Lundine, J. P., Harnish, S. M., McCauley, R. J., Zezinka, A. B., Blackett, D. S., & Fox, R. A. (2017). Exploring summarization differences for two types of expository discourse in adolescents with traumatic brain injury. American Journal of Speech–Language Pathology. Advance online publication. doi:10.1044/2017_AJSLP-16-0131.

Szumski, G., Smogorzewska, J., Grygiel, P., & Orlando, A-M. (2017). Examining the effectiveness of naturalistic social skills training in developing social skills and theory of mind in preschoolers with ASD. Journal of Autism and Developmental Disorders. Advance online publication. 10.1007/s10803-017-3377-9. 

Wittke, K. & Spaulding, T. J. (2017). Which preschool children with specific language impairment receive language intervention? Language, Speech, and Hearing Services in Schools.
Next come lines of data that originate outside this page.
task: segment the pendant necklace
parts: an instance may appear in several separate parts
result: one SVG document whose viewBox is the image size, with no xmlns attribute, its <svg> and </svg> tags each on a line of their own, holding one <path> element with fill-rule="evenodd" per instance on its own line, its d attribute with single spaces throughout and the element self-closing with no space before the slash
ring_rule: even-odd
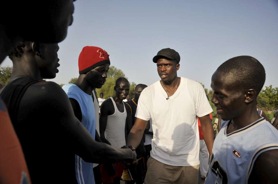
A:
<svg viewBox="0 0 278 184">
<path fill-rule="evenodd" d="M 173 95 L 175 94 L 175 93 L 176 92 L 176 91 L 177 90 L 177 87 L 178 87 L 178 83 L 179 83 L 179 78 L 178 78 L 178 82 L 177 83 L 177 85 L 176 86 L 176 89 L 175 90 L 175 92 L 174 92 L 174 93 L 173 93 Z M 164 89 L 164 90 L 165 90 L 165 91 L 166 92 L 166 93 L 167 93 L 167 98 L 166 98 L 166 99 L 168 100 L 168 99 L 169 99 L 169 98 L 170 98 L 170 95 L 169 95 L 169 93 L 168 93 L 168 91 L 167 91 L 167 90 L 166 90 L 166 89 L 164 87 L 164 85 L 163 85 L 163 82 L 162 82 L 162 81 L 161 81 L 161 84 L 162 85 L 162 87 L 163 87 L 163 89 Z"/>
</svg>

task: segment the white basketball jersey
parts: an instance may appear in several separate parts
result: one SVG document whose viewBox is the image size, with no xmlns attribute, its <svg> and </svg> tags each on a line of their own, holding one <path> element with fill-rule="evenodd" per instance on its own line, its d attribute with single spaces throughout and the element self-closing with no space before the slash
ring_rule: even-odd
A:
<svg viewBox="0 0 278 184">
<path fill-rule="evenodd" d="M 231 122 L 224 123 L 214 140 L 205 184 L 247 183 L 259 155 L 278 149 L 278 130 L 263 118 L 227 134 Z"/>
</svg>

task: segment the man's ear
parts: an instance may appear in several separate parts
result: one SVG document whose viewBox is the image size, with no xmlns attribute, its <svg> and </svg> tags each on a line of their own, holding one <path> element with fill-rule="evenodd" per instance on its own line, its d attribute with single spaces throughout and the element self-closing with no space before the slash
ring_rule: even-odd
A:
<svg viewBox="0 0 278 184">
<path fill-rule="evenodd" d="M 179 69 L 180 69 L 180 64 L 178 64 L 177 65 L 176 65 L 176 70 L 177 71 Z"/>
<path fill-rule="evenodd" d="M 43 59 L 45 59 L 45 46 L 37 42 L 33 42 L 32 43 L 32 49 L 36 55 L 39 56 Z"/>
<path fill-rule="evenodd" d="M 254 89 L 250 89 L 244 95 L 245 99 L 244 101 L 247 104 L 252 103 L 256 100 L 257 97 L 257 92 Z"/>
</svg>

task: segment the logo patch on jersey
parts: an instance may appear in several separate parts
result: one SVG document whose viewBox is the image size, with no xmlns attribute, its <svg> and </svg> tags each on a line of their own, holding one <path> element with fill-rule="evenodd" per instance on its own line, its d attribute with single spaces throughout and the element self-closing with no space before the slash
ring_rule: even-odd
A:
<svg viewBox="0 0 278 184">
<path fill-rule="evenodd" d="M 241 157 L 241 155 L 239 153 L 239 152 L 237 150 L 233 150 L 233 154 L 234 154 L 235 156 L 238 158 L 240 158 Z"/>
</svg>

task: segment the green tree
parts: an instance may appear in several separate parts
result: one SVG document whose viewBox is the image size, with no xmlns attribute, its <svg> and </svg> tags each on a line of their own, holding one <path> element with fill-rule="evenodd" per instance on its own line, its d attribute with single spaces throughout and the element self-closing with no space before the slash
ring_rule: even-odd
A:
<svg viewBox="0 0 278 184">
<path fill-rule="evenodd" d="M 73 83 L 74 83 L 76 82 L 76 81 L 77 81 L 77 77 L 72 78 L 71 79 L 71 80 L 70 80 L 70 81 L 68 81 L 68 83 L 70 84 L 72 84 Z"/>
<path fill-rule="evenodd" d="M 128 79 L 121 70 L 118 69 L 114 66 L 111 66 L 109 67 L 109 71 L 107 73 L 107 77 L 116 78 L 116 79 L 120 77 L 124 77 Z"/>
<path fill-rule="evenodd" d="M 129 96 L 130 99 L 132 99 L 134 98 L 134 91 L 135 90 L 136 84 L 133 82 L 130 82 L 129 83 L 130 84 L 130 87 L 129 88 Z"/>
<path fill-rule="evenodd" d="M 207 94 L 207 90 L 207 90 L 207 88 L 206 88 L 205 87 L 205 85 L 204 84 L 203 84 L 203 83 L 200 83 L 199 82 L 198 82 L 198 81 L 197 82 L 198 82 L 198 83 L 200 83 L 200 84 L 201 84 L 201 85 L 202 86 L 203 86 L 203 88 L 204 88 L 204 89 L 205 90 L 205 94 Z"/>
<path fill-rule="evenodd" d="M 0 84 L 5 86 L 7 84 L 13 71 L 12 66 L 0 67 Z"/>
<path fill-rule="evenodd" d="M 278 109 L 278 87 L 266 86 L 259 93 L 257 102 L 258 107 L 266 111 Z"/>
</svg>

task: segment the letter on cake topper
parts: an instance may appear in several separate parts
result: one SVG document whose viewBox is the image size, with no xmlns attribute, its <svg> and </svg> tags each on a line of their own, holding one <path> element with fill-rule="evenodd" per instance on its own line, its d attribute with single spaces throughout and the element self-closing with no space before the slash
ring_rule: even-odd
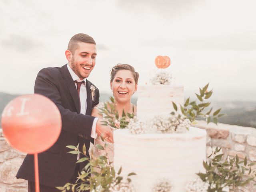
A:
<svg viewBox="0 0 256 192">
<path fill-rule="evenodd" d="M 168 68 L 171 64 L 171 60 L 168 56 L 158 55 L 155 59 L 155 64 L 156 67 L 160 69 Z"/>
</svg>

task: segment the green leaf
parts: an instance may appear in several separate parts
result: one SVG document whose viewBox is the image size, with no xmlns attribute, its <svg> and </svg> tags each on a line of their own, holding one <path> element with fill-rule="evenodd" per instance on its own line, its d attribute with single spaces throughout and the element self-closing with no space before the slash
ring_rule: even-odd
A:
<svg viewBox="0 0 256 192">
<path fill-rule="evenodd" d="M 202 97 L 204 94 L 204 92 L 203 90 L 202 89 L 201 89 L 200 88 L 199 88 L 199 90 L 200 91 L 200 96 Z"/>
<path fill-rule="evenodd" d="M 172 106 L 173 106 L 173 108 L 174 109 L 174 110 L 176 111 L 178 111 L 178 108 L 177 107 L 177 106 L 176 105 L 176 104 L 175 104 L 173 102 L 172 102 Z"/>
<path fill-rule="evenodd" d="M 134 172 L 132 172 L 132 173 L 130 173 L 129 174 L 128 174 L 128 176 L 132 176 L 132 175 L 136 175 L 136 174 Z"/>
<path fill-rule="evenodd" d="M 79 152 L 78 151 L 69 151 L 68 152 L 68 153 L 71 153 L 71 154 L 78 154 L 79 153 Z"/>
<path fill-rule="evenodd" d="M 114 168 L 112 168 L 111 169 L 111 174 L 114 177 L 116 177 L 116 171 L 115 170 L 115 169 Z"/>
<path fill-rule="evenodd" d="M 107 159 L 108 159 L 106 156 L 100 156 L 99 157 L 99 158 L 100 158 L 100 159 L 101 159 L 102 160 L 106 160 Z"/>
<path fill-rule="evenodd" d="M 244 166 L 246 166 L 247 164 L 247 156 L 246 156 L 245 158 L 244 158 Z"/>
<path fill-rule="evenodd" d="M 208 92 L 208 93 L 206 93 L 205 94 L 205 96 L 204 97 L 204 98 L 205 99 L 208 99 L 212 96 L 212 91 L 209 92 Z"/>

Pediatric brain injury referrals to SLPs very low

Pediatric brain injury isn’t just a temporary medical problem, but something that can cause cognitive–communication issues that last well past the acute phase and have a significant academic and social impact. The authors of this study emphasize that SLPs are ideal professionals to address these issues, and have “…a unique set of knowledge and skills that is needed in pediatric brain injury management…”
So the primary question in this article was—are these kids with pediatric brain injury being referred to SLPs (as they should be) while in the hospital? The medical records of 200 children*, from two hospitals, with intake between 2012–2014, were carefully examined. The authors found that at Hospital 1, 36% of children with pediatric brain injury were referred to an SLP, and at Hospital 2, only 2% were. Surprisingly, these were “specialty children’s hospitals affiliated with academic medical centers."
The authors describe their sample: the top three diagnoses were concussion, skull fracture, and hemorrhage, and the most frequent mechanisms were falls, motor vehicle collisions, and sports. Referral patterns were predicted most strongly by injury severity (more severe injuries get SLP referral) and age (older children more likely to get SLP referral). Now—the 36% an 2% stats are sad enough, but the fact that younger kids are less likely to get SLP referral is just painful. The authors propose several possible reasons for this (though the current data set can’t confirm it), with one of them being that perhaps young children’s behavioral repertoire (e.g. communication skills) aren’t as advanced, so deficits are simply more likely to go unnoticed. The authors indicate additional research in progress to help address the questions of why referral rates are so low and exhibit age and severity trends.
 
Ciccia, A.H., Lundine, J.P., Coreno, A. (2016) Referral Patterns as a Contextual Variable in Pediatric Brain Injury: A Retrospective Analysis. American Journal of Speech-Language Pathology. Advance online publication.  doi: 10.1044/2016_AJSLP-15-0087

*There were more cases of pediatric brain injury than this, but many records had to be excluded from analyses because they were incomplete or inconsistent in some way.